The sculpture was brought down less than two hours after protesters in Virginia’s capital gathered in the city’s Byrd Park and chanted for the statue to go.
Protesters pulled the monument down with ropes, set it on fire and rolled it into a lake in the park to cheers from the assembled crowd.
The empty pedestal was spray-painted and covered with a sign saying ‘Columbus Represents Genocide’ after the statue was taken down.
Columbus’s arrival in the Americas in 1492 unleashed centuries of European colonisation, making him a symbol of conquest and violence to Native Americans.
There was no police presence in the park, but a police helicopter was seen circling the area after the city-owned figure was torn down, local media said.
Activist Chelsea Higgs-Wise was among the protesters who spoke to a crowd in Byrd Park about the struggles of indigenous people and African-Americans.
‘We have to start where it all began,’ Higgs-Wise said during her speech. ‘We have to start with the people who stood first on this land.’
Vanessa Bolin of the Richmond Indigenous Society told the crowd she had come to ‘stand in solidarity’ with those protesting against police brutality.
Another speaker, Joseph Rogers, declared the area ‘Powhatan land,’ saying that racism has impacted both African-Americans and Native Americans.
The statue was dedicated in Richmond in December 1927, becoming the first Columbus statue in the South, reports said.
It comes several days after a statue of Confederate general Williams Carter Wickham was pulled from its pedestal in another Richmond park, Monroe Park.
Virginia governor Ralph Northam has also ordered the removal of a Robert E. Lee statue on Richmond’s Monument Avenue, although a judge has stalled those plans.

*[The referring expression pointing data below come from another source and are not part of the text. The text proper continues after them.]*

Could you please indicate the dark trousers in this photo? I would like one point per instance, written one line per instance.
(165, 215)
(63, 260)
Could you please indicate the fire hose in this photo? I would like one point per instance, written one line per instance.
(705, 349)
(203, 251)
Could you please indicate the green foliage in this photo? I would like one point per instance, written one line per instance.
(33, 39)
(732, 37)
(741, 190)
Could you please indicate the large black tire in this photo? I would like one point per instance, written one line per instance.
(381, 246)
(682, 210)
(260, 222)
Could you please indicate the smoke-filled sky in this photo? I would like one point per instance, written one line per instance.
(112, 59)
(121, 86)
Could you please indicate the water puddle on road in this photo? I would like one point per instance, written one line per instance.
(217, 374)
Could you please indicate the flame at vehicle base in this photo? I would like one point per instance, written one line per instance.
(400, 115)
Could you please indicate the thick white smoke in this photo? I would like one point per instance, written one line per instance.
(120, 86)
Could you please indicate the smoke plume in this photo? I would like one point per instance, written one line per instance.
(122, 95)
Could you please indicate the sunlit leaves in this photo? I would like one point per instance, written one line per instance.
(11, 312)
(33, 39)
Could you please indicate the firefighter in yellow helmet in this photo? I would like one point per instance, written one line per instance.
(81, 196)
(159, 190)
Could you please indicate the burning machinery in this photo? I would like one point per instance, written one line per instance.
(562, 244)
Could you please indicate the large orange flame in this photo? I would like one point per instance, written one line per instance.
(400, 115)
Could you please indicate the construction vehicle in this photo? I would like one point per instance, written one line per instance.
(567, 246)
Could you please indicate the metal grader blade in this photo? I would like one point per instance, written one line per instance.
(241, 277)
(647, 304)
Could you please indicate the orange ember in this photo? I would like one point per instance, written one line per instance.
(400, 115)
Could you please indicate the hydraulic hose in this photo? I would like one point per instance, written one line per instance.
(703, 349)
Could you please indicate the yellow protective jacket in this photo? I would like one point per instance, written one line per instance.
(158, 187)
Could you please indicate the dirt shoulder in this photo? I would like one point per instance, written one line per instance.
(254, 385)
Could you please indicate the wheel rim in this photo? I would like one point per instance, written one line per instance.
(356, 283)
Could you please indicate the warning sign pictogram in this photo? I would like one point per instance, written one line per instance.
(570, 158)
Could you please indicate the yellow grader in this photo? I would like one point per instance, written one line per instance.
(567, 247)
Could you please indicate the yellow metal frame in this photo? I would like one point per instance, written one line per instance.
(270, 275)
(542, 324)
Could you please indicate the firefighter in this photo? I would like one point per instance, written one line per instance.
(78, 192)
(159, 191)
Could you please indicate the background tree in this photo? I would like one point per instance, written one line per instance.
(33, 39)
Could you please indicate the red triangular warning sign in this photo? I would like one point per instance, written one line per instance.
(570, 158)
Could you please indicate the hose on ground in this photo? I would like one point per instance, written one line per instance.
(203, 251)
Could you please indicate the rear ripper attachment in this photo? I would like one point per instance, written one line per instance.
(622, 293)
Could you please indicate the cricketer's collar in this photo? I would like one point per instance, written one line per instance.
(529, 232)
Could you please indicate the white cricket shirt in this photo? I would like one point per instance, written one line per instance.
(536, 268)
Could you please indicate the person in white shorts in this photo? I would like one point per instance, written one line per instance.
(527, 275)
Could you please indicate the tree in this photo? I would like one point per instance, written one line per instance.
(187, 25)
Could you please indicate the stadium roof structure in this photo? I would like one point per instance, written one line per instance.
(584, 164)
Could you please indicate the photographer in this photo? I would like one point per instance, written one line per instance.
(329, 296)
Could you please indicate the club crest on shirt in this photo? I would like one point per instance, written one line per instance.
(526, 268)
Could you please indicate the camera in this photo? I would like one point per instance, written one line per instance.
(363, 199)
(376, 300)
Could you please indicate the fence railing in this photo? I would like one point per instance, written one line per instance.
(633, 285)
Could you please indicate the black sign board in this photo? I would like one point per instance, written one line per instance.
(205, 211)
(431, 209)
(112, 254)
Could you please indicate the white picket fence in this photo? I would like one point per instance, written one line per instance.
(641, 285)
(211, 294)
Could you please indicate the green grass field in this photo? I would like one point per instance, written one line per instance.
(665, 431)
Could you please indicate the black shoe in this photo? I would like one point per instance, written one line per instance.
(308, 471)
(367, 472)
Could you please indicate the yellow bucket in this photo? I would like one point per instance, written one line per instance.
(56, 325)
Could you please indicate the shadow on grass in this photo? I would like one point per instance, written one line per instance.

‘In Virginia, we no longer preach a false version of history. One that pretends the Civil War was about state rights and not the evils of slavery. No one believes that any longer,’ Northam said.
‘And in 2020, we can no longer honor a system that was based on the buying and selling of enslaved people.’
The statues are the latest to come down amid worldwide anti-racism protests after the death of George Floyd in Minneapolis two weeks ago.
Along with monuments in the US, statues of slave traders and colonialists have come down in Britain and Belgium in recent days as the movement spreads worldwide.
Native American groups have long asked for Columbus Day to be changed to Indigenous Peoples Day, arguing that Columbus unleashed centuries of genocide against indigenous populations in the Americas.
Columbus Day marks the Italian explorer’s arrival in the New World in 1492 but campaigners say it should commemorate the victims of European colonisation rather than the conquerors.
While Europe has long thought of Columbus as the ‘discoverer’ of America, Native Americans regard his arrival as an invasion.
Indigenous people were robbed of most of their land and 500 years later they are still among the poorest Americans.